Al fin lo vi volver, desarrapado como siempre, caminando con desgano.

– ¿Estuviste hablando? ¿Como son? -dije rápidamente las primeras preguntas que me salieron de las mil que tenía.
– ¿Porqué no viniste conmigo? Te achicaste
– Y sí, tenía.. tengo miedo.
– Será por lo que nos han dicho los viejos.

 

Enseguida se subió a la bicicleta y empezó a pedalear. Me puse a su lado. Íbamos despacio.

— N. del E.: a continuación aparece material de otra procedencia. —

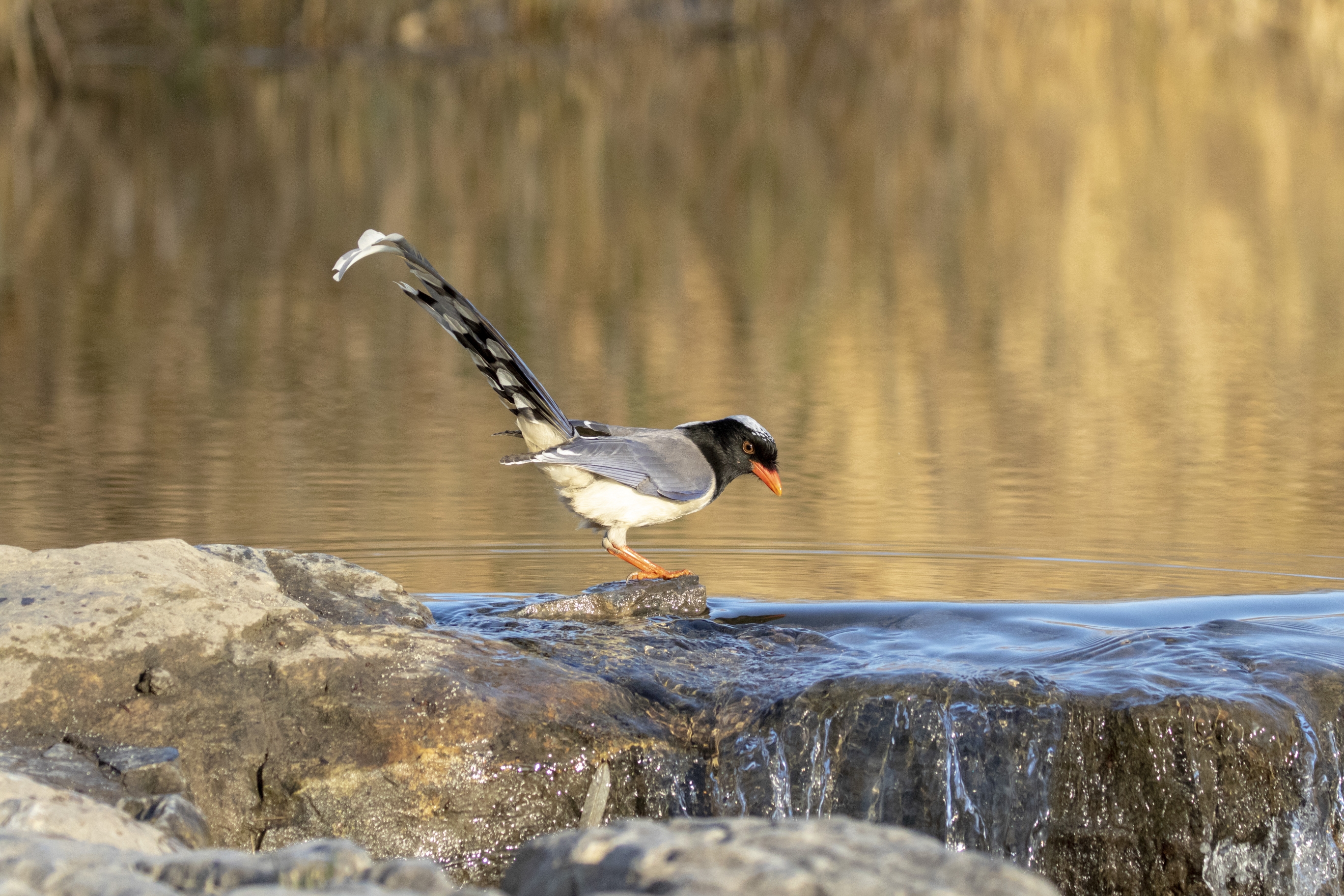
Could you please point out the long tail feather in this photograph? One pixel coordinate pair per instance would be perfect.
(494, 357)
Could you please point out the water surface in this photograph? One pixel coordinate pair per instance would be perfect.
(1039, 301)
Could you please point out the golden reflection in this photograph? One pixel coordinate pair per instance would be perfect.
(1005, 280)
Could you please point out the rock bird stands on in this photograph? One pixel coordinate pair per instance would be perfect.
(616, 477)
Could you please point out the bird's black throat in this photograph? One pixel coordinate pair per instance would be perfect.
(722, 445)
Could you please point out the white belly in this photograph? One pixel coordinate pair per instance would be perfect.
(609, 504)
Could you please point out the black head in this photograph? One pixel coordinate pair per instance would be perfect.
(737, 445)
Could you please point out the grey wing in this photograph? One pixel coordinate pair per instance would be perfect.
(662, 463)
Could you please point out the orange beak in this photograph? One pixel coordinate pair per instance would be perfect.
(769, 477)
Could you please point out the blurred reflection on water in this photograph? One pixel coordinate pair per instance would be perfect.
(1005, 280)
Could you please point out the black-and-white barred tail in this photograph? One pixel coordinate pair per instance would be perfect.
(515, 385)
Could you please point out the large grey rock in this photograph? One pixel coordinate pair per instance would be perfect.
(298, 715)
(172, 814)
(31, 807)
(65, 767)
(331, 588)
(62, 867)
(749, 856)
(1198, 758)
(679, 597)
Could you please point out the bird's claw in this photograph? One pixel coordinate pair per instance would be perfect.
(664, 574)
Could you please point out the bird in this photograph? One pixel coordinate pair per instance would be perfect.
(616, 478)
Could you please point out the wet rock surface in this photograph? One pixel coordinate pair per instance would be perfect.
(61, 867)
(1133, 749)
(746, 856)
(331, 588)
(34, 808)
(611, 601)
(292, 725)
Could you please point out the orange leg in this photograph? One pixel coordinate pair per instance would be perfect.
(647, 569)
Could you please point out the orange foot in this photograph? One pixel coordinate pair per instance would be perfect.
(647, 569)
(660, 574)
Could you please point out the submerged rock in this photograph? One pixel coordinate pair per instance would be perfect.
(62, 867)
(749, 856)
(679, 597)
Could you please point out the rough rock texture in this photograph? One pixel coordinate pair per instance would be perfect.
(1190, 758)
(679, 597)
(300, 715)
(331, 588)
(745, 856)
(28, 805)
(145, 784)
(59, 867)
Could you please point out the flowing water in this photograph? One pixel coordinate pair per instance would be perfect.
(1186, 745)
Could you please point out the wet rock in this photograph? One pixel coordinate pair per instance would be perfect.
(680, 597)
(158, 681)
(415, 875)
(309, 866)
(1195, 758)
(746, 856)
(331, 588)
(150, 770)
(65, 767)
(58, 867)
(28, 805)
(293, 725)
(172, 814)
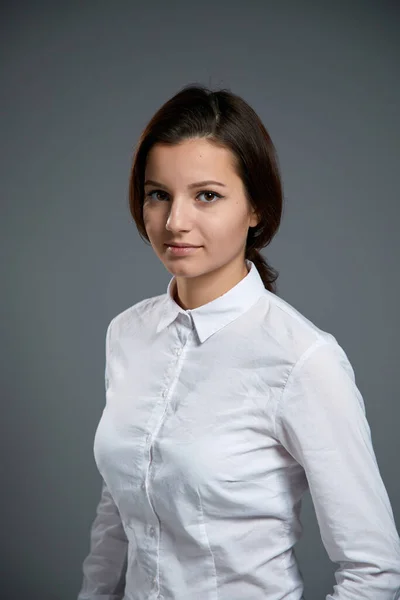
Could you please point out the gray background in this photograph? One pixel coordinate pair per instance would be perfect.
(79, 82)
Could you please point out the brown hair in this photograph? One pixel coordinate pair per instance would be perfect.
(227, 120)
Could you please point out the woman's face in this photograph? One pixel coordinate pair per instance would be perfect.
(193, 195)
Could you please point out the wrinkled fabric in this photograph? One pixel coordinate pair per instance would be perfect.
(216, 422)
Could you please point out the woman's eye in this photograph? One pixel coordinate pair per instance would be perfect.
(155, 195)
(207, 195)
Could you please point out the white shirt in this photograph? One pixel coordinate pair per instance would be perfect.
(216, 421)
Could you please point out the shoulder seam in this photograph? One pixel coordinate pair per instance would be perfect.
(300, 361)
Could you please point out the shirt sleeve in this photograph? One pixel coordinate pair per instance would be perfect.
(321, 422)
(105, 566)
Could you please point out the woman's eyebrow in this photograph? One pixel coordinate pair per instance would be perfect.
(190, 186)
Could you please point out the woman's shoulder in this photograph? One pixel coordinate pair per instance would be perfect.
(132, 317)
(292, 330)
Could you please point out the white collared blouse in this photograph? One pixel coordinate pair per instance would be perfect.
(216, 421)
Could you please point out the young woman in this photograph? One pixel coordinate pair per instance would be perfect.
(224, 404)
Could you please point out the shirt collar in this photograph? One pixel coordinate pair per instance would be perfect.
(211, 317)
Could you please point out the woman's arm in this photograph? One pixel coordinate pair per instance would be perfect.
(321, 422)
(105, 565)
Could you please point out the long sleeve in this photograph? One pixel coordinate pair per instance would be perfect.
(105, 566)
(321, 422)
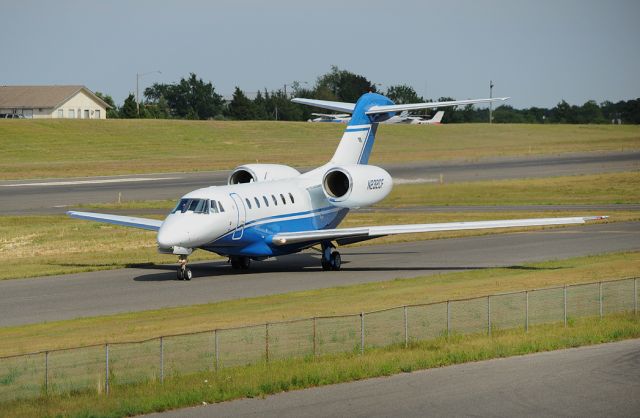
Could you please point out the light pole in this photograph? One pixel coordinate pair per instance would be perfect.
(490, 103)
(138, 75)
(293, 84)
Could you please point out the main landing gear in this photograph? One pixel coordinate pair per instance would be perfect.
(184, 273)
(239, 262)
(330, 257)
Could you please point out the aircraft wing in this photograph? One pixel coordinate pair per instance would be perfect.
(431, 105)
(325, 104)
(142, 223)
(332, 115)
(351, 235)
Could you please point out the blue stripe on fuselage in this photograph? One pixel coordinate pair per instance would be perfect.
(256, 239)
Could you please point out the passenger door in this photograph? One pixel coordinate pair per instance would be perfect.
(242, 216)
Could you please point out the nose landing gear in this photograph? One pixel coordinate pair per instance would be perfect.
(240, 262)
(330, 257)
(184, 273)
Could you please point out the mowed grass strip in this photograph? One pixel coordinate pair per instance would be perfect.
(137, 326)
(52, 148)
(57, 244)
(265, 379)
(52, 245)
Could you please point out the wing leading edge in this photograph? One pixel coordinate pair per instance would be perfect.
(141, 223)
(350, 235)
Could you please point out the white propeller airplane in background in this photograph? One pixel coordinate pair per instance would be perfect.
(408, 119)
(269, 210)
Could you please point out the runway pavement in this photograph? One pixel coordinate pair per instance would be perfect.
(595, 381)
(45, 196)
(25, 301)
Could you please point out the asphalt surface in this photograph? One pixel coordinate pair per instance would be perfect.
(595, 381)
(45, 196)
(54, 298)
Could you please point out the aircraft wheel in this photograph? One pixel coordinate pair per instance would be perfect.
(336, 261)
(235, 263)
(245, 262)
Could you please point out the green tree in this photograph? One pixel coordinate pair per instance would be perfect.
(129, 109)
(343, 85)
(240, 107)
(112, 112)
(191, 98)
(403, 93)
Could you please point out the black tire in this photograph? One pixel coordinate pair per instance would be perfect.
(336, 261)
(245, 262)
(235, 263)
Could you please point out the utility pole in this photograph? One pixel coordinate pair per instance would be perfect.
(490, 103)
(138, 76)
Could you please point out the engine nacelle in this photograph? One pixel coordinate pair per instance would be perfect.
(261, 172)
(353, 186)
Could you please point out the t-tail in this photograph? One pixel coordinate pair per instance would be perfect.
(370, 109)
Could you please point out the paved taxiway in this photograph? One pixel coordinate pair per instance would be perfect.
(598, 381)
(21, 197)
(54, 298)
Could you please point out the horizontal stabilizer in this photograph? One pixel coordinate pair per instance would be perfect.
(142, 223)
(414, 106)
(325, 104)
(364, 233)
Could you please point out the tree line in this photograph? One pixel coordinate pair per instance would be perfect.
(192, 98)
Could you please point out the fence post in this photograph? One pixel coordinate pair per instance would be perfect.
(46, 372)
(361, 332)
(564, 292)
(406, 328)
(266, 340)
(600, 298)
(106, 380)
(635, 296)
(489, 315)
(315, 352)
(526, 311)
(215, 348)
(161, 360)
(448, 318)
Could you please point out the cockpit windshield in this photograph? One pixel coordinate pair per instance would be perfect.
(192, 205)
(198, 206)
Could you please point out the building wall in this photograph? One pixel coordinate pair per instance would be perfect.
(80, 103)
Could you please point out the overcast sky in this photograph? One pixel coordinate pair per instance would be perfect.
(537, 52)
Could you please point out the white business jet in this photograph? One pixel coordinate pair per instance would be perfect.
(269, 210)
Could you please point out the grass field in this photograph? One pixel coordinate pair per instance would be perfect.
(264, 379)
(66, 148)
(335, 301)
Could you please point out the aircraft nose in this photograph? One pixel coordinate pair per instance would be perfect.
(172, 236)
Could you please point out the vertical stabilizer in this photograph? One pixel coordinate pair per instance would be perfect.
(358, 138)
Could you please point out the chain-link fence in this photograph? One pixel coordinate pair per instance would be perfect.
(97, 367)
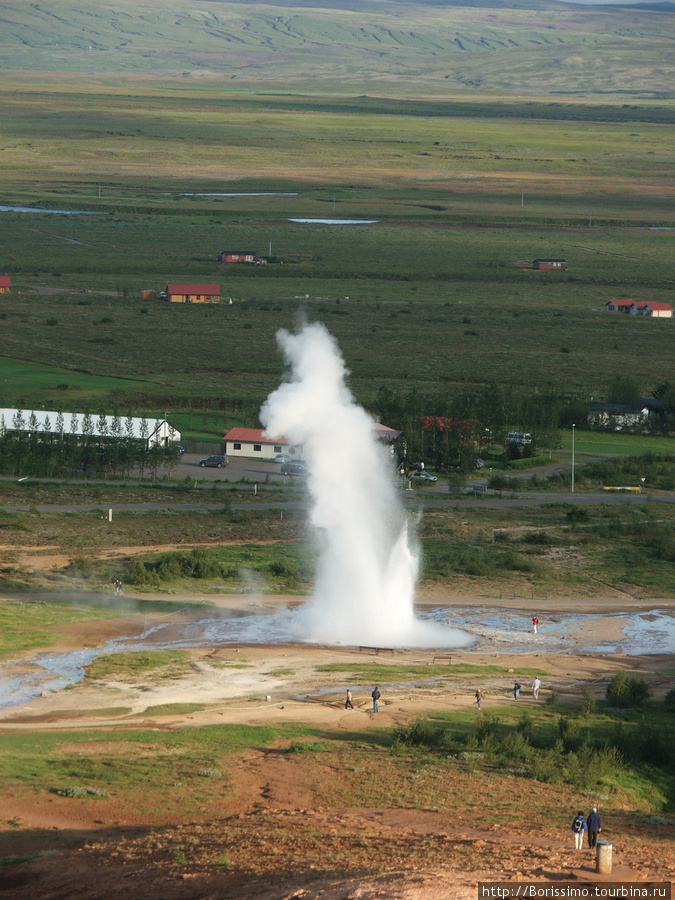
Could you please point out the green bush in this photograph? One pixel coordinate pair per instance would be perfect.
(420, 734)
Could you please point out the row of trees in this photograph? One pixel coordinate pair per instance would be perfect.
(98, 451)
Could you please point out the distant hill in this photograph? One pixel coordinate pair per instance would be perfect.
(404, 47)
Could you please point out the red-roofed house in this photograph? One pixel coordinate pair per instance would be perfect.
(193, 293)
(619, 306)
(655, 310)
(253, 443)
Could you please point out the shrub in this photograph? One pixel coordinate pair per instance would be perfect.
(420, 733)
(624, 691)
(486, 729)
(525, 727)
(588, 703)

– Dale, no te hagas rogar.
– Mirá, me pareció que algunos tienen miedo como vos, pero de este mundo que no los comprende, ni los acepta por no adaptarse a las reglas establecidas no sé por quien. Otros decidieron vivir en su mundo propio como en un sueño fuera de la realidad. Como tantos necesitan ayuda y no siempre hay quien se las pueda dar en los momentos difíciles.

 

Seguimos un rato en silencio.

 

– Me hace acordar a la mujer que se tiró del puente. -me dijo de pronto
– ¿Lo que pasó hace meses en la bajada Puccio?
– Si, cuando me arrimé con la bici solo quedaba una mancha oscura en el pavimento.
– ¿Fuiste a ver que había? ¡Que te pasa! No lo puedo creer
– No sé. Sentí como un impulso. Viste que me resulta difícil encontrar algo que me entusiasme, son muy pocas las cosas que me atraen pero cuando eso pasó hubo algo que me incitó a ir a mirar.
– ¿Y que tiene que ver con la placita?
– Se me ocurre que quizá si hubiese tenido alguien que supiera ayudarla no se habría tirado.

 

No se si son exactamente las palabras que nos dijimos, pero ese día me quedó grabado tan profundamente que me las he repetido un montón de veces. Como si hubieran sido las que marcaron a través del tiempo la conflictiva vida de Toni.

 

– Señor, Señor… Me puede alcanzar la pelota.

 

Los gritos de un niño que estaba en la vereda de enfrente me volvieron a la realidad. Levanté la mirada encontrándome con carita ansiosa del pequeño que con sus ojos y sus manos me indicaba donde estaba la pelota.  Un poco atontado la fui a recoger, estaba cerca de uno de los árboles de la plaza. Crucé la calle, estaba con la camiseta del mundial y una gorrita de Maradona extendiéndome los brazos para recibirla.

 

– Muchas gracias. ¿Trabaja ahí? -me dijo señalándome la vieja casona.

 

Me di vuelta para observarla, un alto muro había reemplazado el alambrado que daba al jardín, ya no se podían ver los internos paseando, habían quedado ocultos a la vista de la gente del barrio que se fue olvidando de los temores que alguna vez tuvieron. Según me dijeron en la clínica, se había construido hace unos años durante la dictadura.

 

No. -le respondí con tristeza. – Solamente estoy acompañando a un amigo.